Abstract

The first recorded attempt at arthroscopic visualization of the hip can be attributed to Dr. Michael Burman in 1931. Since then, hip arthroscopy has become widely used for the management of femoroacetabular impingement (FAI) because of its clear benefits, including a low complication rate and limited patient morbidity as compared with traditional open approaches. Arthroscopic management of FAI begins with arthroscopy of the central compartment, where the intra-articular damage is identified. Standard portal placement provides optimal access for surveying and accessing intra-articular injury. The pathological findings identified preoperatively and confirmed during diagnostic arthroscopy dictate the necessary arthroscopic procedures. Correction of acetabular overcoverage and repair of the labrum to the acetabular rim can correct pincer lesions.
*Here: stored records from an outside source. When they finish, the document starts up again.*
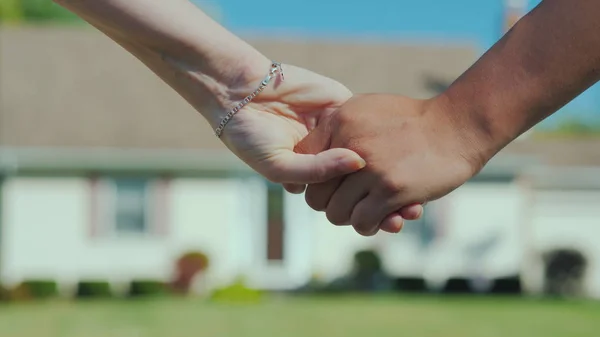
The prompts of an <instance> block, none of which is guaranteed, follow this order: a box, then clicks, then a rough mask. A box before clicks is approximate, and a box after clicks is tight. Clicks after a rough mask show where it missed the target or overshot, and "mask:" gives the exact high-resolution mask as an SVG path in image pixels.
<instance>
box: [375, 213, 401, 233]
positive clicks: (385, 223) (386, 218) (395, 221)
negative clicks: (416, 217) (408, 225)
mask: <svg viewBox="0 0 600 337" xmlns="http://www.w3.org/2000/svg"><path fill="white" fill-rule="evenodd" d="M402 227H404V219H403V218H402V216H401V215H400V214H398V213H392V214H390V215H388V217H387V218H385V219H384V220H383V222H382V223H381V225H379V229H381V230H382V231H384V232H388V233H392V234H396V233H400V231H401V230H402Z"/></svg>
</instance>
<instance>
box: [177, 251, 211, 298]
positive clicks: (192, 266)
mask: <svg viewBox="0 0 600 337" xmlns="http://www.w3.org/2000/svg"><path fill="white" fill-rule="evenodd" d="M208 266H209V262H208V256H206V255H205V254H204V253H202V252H188V253H186V254H184V255H183V256H181V257H180V258H179V259H177V261H176V263H175V272H176V275H175V279H174V280H173V281H172V282H171V288H172V290H173V291H174V292H176V293H180V294H188V293H189V292H190V288H191V285H192V282H193V281H194V279H195V278H196V276H198V275H199V274H200V273H202V272H203V271H205V270H206V269H207V268H208Z"/></svg>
Femoral-sided cam lesions require removal of traction and application of hip flexion in order to perform a femoral osteoplasty to recreate a normal anatomic femoral head-neck offset. Finally, capsular management is performed as clinically indicated. Appropriate management of FAI typically begins with nonoperative care consisting of rest, nonsteroidal anti-inflammatory drugs (NSAIDs), activity modification, and physical therapy1. Intra-articular corticosteroid injections can also provide relief2. Open procedures involving surgical hip dislocation can be utilized to address pathological conditions not accessible arthroscopically. Additionally, a "mini-open" procedure in which intra-articular disorders are treated arthroscopically and cam lesions are resected via a small anterior exposure can be employed3,4. Hip arthroscopy offers a minimally invasive technique that can be effective for treating intra-articular hip disorders and is usually favored over open surgical dislocation. Hip arthroscopy has been shown to result in higher functional outcome scores than open procedures, with lower rates of complications5. Hip arthroscopy is playing an increasingly important role as an adjunct diagnostic and therapeutic tool in conjunction with open femoral and/or periacetabular osteotomy for complex hip deformities.